液晶パネル向けの成膜加工事業を手掛ける。足元では、スマートフォンの普及に伴って、タッチパネル成膜加工の注文が急増しているもよう。成膜加工が複雑化するなかで、専業メーカーである同社の強みが活かされており、今後もスマートフォン向けの中小型液晶パネル需要が拡大に伴って、中長期で安定的な受注獲得が期待できる。
■今期も増益だが、来期はさらなる業績拡大に期待
業績面については、12年3月期営業利益が前期比16%増の15億円が見込まれている。今期はタッチパネル関連の新規投資などによる減価償却費の増加で増益率が鈍化する見通し。

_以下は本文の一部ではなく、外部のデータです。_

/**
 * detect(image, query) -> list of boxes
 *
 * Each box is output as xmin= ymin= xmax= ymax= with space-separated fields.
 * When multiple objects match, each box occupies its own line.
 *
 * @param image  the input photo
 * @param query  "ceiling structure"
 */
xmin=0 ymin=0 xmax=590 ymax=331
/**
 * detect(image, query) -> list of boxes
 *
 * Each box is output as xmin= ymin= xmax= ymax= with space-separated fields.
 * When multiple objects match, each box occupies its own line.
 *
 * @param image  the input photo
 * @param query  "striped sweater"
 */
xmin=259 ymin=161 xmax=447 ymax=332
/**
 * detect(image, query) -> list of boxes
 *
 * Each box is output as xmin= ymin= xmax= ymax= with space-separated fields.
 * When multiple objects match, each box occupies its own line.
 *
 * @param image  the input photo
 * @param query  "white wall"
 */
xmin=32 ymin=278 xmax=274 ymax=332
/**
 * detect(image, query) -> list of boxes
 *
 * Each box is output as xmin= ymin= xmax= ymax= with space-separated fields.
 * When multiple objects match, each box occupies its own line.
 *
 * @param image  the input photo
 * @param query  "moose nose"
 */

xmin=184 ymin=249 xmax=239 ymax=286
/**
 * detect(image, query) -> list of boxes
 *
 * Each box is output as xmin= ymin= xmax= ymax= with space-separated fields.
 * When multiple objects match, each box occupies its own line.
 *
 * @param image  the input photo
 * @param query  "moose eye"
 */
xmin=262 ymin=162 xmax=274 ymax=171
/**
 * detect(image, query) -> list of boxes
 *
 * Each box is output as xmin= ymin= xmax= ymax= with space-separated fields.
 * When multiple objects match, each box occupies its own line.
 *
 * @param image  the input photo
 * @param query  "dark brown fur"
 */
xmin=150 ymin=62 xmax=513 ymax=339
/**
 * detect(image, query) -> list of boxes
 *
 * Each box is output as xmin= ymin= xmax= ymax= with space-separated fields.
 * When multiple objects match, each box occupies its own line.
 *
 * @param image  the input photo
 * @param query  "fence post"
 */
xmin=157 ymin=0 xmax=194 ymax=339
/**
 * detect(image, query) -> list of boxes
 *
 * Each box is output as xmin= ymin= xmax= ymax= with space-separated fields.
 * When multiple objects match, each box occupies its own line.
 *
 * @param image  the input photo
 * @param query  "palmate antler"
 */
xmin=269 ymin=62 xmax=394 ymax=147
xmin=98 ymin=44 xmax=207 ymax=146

ただ、生産能力を約3割拡大することによって一段の受注増加にも対応可能とみられ、来期以降は再度、業績拡大局面に向かうと判断する。
欧州債務問題に対する警戒感はあるものの、足元では相場全体にやや落ち着きが見られるなかで、PBRが1倍を割り込む銘柄に見直しの動きがみられている。
■低PBR銘柄に見直しの期待
同社についてもPBRは0.5倍台と低水準。スマートフォン関連の位置付けとしても物色が波及することが期待され、来期以降の業績再拡大に対する期待感や出遅れ感の強さから水準訂正の動きが強まる展開を予想する。